Okay. Great. And then just one follow-up on the Phase III. I saw the trial has 300 patients. I know Resmed is targeting closer to 460, but they have some other hierarchical statistical analyses going on. Maybe just a comment on the delta there and what gives you confidence in 300 patients?

Sure. It's actually powered equivalently. The difference is that the Revolution Medicines study has formal co-primaries of PFS and overall survival, which requires them to increase their patients enrolled by about 50% to 450. In contrast, our intent is to pursue a hierarchical design study, which first reads out PFS and then if and when it is positive, overall survival.
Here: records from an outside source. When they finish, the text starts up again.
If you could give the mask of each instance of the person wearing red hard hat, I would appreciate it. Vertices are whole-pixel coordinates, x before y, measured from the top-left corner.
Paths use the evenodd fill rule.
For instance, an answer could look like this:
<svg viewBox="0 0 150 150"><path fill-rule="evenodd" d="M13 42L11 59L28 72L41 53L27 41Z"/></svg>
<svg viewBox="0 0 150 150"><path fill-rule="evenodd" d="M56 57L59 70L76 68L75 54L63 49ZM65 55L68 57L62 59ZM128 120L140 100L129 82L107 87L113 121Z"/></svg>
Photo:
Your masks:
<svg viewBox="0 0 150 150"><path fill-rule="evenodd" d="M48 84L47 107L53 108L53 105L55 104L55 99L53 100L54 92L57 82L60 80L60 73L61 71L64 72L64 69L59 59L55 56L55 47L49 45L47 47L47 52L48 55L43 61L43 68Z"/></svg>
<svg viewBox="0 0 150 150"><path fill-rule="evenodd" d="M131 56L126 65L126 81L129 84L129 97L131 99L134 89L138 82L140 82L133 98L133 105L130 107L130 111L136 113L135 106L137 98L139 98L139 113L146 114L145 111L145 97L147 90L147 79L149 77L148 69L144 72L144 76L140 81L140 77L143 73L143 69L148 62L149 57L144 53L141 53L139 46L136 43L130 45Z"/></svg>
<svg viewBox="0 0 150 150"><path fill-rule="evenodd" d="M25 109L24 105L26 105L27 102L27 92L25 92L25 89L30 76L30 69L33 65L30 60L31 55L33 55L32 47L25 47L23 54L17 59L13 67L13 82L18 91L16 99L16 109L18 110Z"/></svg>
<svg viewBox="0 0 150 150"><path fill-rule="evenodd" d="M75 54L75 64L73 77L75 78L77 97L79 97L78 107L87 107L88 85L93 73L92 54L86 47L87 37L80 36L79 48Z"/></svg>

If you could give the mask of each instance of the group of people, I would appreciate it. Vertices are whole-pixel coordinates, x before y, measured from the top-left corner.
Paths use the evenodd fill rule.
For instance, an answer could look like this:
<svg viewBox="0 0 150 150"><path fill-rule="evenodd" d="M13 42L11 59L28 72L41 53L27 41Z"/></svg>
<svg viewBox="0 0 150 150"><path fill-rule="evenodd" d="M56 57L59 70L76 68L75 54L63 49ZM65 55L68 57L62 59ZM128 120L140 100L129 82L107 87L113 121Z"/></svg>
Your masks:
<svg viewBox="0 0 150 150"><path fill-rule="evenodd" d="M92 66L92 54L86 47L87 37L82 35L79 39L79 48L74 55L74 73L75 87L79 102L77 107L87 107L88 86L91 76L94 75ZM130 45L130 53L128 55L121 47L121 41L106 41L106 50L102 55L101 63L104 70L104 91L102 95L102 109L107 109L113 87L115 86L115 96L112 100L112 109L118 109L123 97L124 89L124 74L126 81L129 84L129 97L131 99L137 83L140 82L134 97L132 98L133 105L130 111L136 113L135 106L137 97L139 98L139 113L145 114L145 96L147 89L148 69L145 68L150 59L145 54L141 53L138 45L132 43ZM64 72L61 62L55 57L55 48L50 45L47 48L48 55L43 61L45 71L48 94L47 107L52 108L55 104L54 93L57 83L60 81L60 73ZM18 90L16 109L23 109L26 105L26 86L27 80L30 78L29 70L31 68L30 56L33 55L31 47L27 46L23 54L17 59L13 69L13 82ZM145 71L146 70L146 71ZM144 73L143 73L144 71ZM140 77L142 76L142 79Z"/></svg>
Doing it in this fashion does not require spending alpha, additional alpha on a co-primary, thus enabling us to enroll less patients, which will be faster to accrue.

Our next question coming from the line of Yuan Zhi with B. Riley Financial.
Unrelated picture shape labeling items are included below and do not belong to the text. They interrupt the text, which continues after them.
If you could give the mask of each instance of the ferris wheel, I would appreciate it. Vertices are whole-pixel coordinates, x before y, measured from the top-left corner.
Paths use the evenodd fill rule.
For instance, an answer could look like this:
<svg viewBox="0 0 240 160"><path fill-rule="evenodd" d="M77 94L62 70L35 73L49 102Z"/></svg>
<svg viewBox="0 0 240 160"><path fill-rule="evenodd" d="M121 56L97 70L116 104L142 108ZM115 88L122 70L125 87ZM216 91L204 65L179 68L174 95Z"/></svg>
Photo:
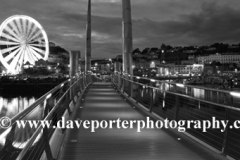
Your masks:
<svg viewBox="0 0 240 160"><path fill-rule="evenodd" d="M11 73L19 73L27 62L47 60L49 44L40 23L25 15L14 15L0 26L0 61Z"/></svg>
Congrats on the data. I was surprised no one is talking about safety here. So maybe, Barbara, you can comment on the safety profile observed so far. What's the DRT here? And why not dosing higher than 300 or 250 milligrams here?

Yes. Thanks. Dose-limiting toxicity in the dose escalation portion of this study was actually thrombocytopenia, that was at 600 milligrams a day. We then decreased back down to 300 milligrams a day and explored 3 dose cohorts, 200 milligrams, 250 milligrams and 300 milligrams a day. There was a trend towards increasing activity across those doses, but there was a big distinction between 250 milligrams and 300 milligrams in terms of the bone marrow suppression. So the amount of anemia and thrombocytopenia at 300 milligrams a day that was seen in those patients, although they felt well and were not symptomatic, about 50% of those patients required a dose reduction because of that. At 250 milligrams and at 200 milligrams, that dose reduction rate is 8% and lower. And so that was the discussion with the FDA who has agreed that we have satisfied the requirements of Project Optimus with this dose optimization cohort that the sweet spot between optimized efficacy and really good tolerability was at 250 milligrams a day.

Got it. And maybe a quick follow-up here. In terms of the combination, any overlapping toxicity profile with pan-RAS or G12D inhibitors that would prevent dosing TNG462 higher than 250 milligram or at 250 milligram?

Well, in terms of vopimetostat, we don't have any intention of increasing the dose beyond 250 milligrams. In fact, that is the second dose cohort is increasing vopimetostat to 250 milligrams because we wouldn't expect that it would be more tolerable in combination with the RAS inhibitors than it is a single agent. And we've already determined that 300 milligrams is a higher dose than we plan to go forward with because of the dose reduction rate. In terms of the RAS inhibitors, both of them are very well tolerated as well and with non-overlapping toxicity in general. So as we continue to enroll patients, we're optimistic about the safety and tolerability profile, and we'll be updating you with that in more detail in '26.

And there are no further questions in the queue at this time. I will now turn the call back over to Dr. Barbara Weber for any closing remarks.

Thank you all for your time this morning. And if you have any additional questions, please reach out to us directly.

This concludes today's conference call. Thank you for your participation, and you may now disconnect.